Gurarie and members of his lab analyzed the movements of more than 900 female caribou from 2000 to 2017. They found that the iconic long-distance migrating mammals are giving birth earlier in the spring, roughly tracking rates of warming.

But among the non-migratory mountain and lowland woodland caribou, only the northern sub-populations are showing similar changes. While the drivers of these differences remain a mystery, understanding their behavior is critical to anticipating how they will respond as the Arctic continues to warm and many populations continue to shrink. But predicting how these trends will affect caribou populations is tricky, Gurarie said.

“It can be better to give birth earlier, as it gives the calves more opportunity to grow during the summer season.
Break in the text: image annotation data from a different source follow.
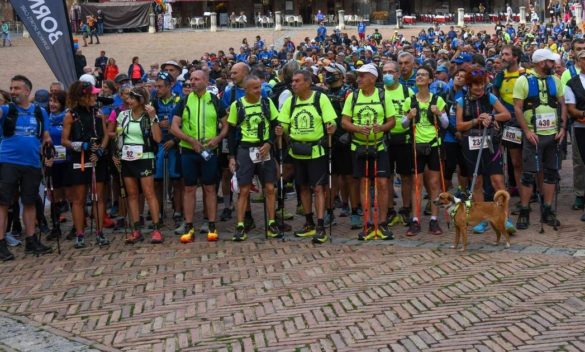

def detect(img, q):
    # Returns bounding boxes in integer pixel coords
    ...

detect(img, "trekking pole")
[278,136,286,242]
[534,143,544,233]
[374,132,380,240]
[412,120,424,223]
[328,135,333,243]
[362,132,370,239]
[160,150,169,221]
[431,115,450,228]
[469,122,488,199]
[553,143,561,231]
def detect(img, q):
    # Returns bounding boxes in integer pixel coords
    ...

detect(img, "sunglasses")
[81,82,93,95]
[158,71,171,81]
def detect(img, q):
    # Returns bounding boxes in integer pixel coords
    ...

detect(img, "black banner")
[10,0,77,87]
[81,2,151,30]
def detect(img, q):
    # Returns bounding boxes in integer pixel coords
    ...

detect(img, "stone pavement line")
[0,241,585,351]
[0,312,116,352]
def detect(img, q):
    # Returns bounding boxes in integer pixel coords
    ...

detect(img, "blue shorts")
[181,148,219,187]
[154,145,181,180]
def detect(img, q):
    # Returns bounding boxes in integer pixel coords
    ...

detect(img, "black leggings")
[573,127,585,163]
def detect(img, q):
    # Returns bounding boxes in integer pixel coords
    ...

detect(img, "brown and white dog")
[434,191,510,251]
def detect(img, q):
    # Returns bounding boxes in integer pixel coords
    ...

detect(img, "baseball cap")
[451,53,473,65]
[532,49,560,63]
[437,65,449,73]
[356,64,378,78]
[324,62,344,76]
[35,89,49,109]
[114,73,130,84]
[160,60,182,70]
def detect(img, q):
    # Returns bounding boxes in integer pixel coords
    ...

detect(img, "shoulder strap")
[313,90,323,120]
[236,98,246,127]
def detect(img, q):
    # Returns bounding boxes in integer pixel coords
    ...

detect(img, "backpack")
[351,85,386,119]
[410,94,439,125]
[120,110,158,154]
[236,97,271,142]
[270,82,292,107]
[523,75,558,113]
[2,103,45,139]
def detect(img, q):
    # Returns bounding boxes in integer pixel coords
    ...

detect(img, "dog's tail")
[494,190,510,214]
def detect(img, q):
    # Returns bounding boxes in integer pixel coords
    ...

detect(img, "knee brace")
[543,169,560,185]
[520,172,536,187]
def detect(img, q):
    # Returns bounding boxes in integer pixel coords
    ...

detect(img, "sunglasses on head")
[81,82,93,95]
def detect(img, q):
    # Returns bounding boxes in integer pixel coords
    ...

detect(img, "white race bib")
[221,138,230,154]
[122,145,143,161]
[468,136,491,150]
[536,112,557,132]
[502,126,522,144]
[73,162,93,170]
[54,145,67,161]
[249,147,270,164]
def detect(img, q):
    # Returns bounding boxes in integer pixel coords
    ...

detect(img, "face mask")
[384,73,394,86]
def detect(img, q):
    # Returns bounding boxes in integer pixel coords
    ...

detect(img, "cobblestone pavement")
[0,154,585,351]
[0,26,585,351]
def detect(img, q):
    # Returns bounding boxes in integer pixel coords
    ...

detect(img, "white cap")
[532,49,561,64]
[356,64,378,78]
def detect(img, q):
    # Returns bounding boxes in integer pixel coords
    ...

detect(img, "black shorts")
[292,156,329,187]
[66,159,108,186]
[461,137,504,176]
[388,144,414,176]
[51,161,71,189]
[443,142,473,180]
[122,159,154,179]
[236,147,276,186]
[351,150,391,178]
[416,146,441,174]
[522,135,561,172]
[0,163,43,206]
[334,145,353,176]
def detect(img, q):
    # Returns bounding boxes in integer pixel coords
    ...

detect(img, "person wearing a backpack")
[565,50,585,221]
[109,87,164,244]
[514,49,567,230]
[384,61,414,226]
[151,72,183,230]
[456,67,516,234]
[171,70,228,243]
[60,81,110,248]
[402,66,449,236]
[342,64,397,241]
[0,75,53,261]
[228,76,282,242]
[492,45,523,209]
[276,70,336,244]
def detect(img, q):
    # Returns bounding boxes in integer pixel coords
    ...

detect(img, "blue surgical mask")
[384,73,394,86]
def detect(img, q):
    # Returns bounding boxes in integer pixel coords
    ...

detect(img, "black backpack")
[2,103,45,139]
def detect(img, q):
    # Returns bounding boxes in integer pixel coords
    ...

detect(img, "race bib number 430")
[122,145,142,161]
[502,126,522,144]
[469,136,491,150]
[535,112,557,132]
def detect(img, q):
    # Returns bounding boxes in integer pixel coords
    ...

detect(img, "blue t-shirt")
[0,104,49,168]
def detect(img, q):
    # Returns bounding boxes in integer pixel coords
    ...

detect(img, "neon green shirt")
[177,92,225,149]
[228,97,278,143]
[386,84,414,134]
[341,89,397,150]
[514,76,564,136]
[402,93,446,147]
[278,92,337,159]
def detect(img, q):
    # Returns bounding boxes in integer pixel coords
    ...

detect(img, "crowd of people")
[0,18,585,260]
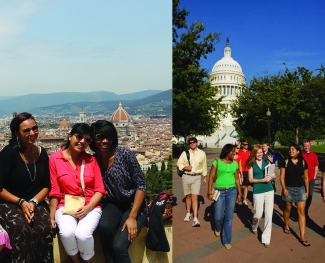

On the other hand, giving birth too early may mean you literally don’t have time to reach the optimal calving grounds,” he said.

Data analysis tools Gurarie developed to study caribou were also used for another case study led by his collaborators. In an analysis comparing movements of more than 100 golden eagles from 1993 to 2017, Scott LaPoint, a researcher from Columbia University who is now at Black Rock Forest Consortium, found that immature birds migrating north in the spring arrived earlier following mild winters, while adult birds did not.

A third study by Peter Mahoney of the University of Washington looked at the movement speeds of bears, caribou, moose and wolves from 1998 to 2019. His study showed that species respond differently to seasonal temperatures and winter snow conditions. Those differences could influence species interactions, food competition and predator-prey dynamics.

Large-scale monitoring of sea-surface temperature and global forest cover have revealed important information about the response of Earth’s systems to climate change and human activity. But big-picture trends in animal behavior have been difficult to study, in part because animal ecology is not traditionally studied across entire regions of the globe, and also because the necessary data are collected by a variety of agencies and jurisdictions.

To address these issues, Gurarie and his collaborators spent years building relationships with scientists from national, regional and First Nations governments and research groups throughout the Arctic to convey the benefits of sharing data in a global repository that they call the Arctic Animal Movement Archive.

“This work has given us a baseline to understand the large-scale picture so we can get a sense of how animals and environments are really interacting across species and across space as the environment changes,” Gurarie said.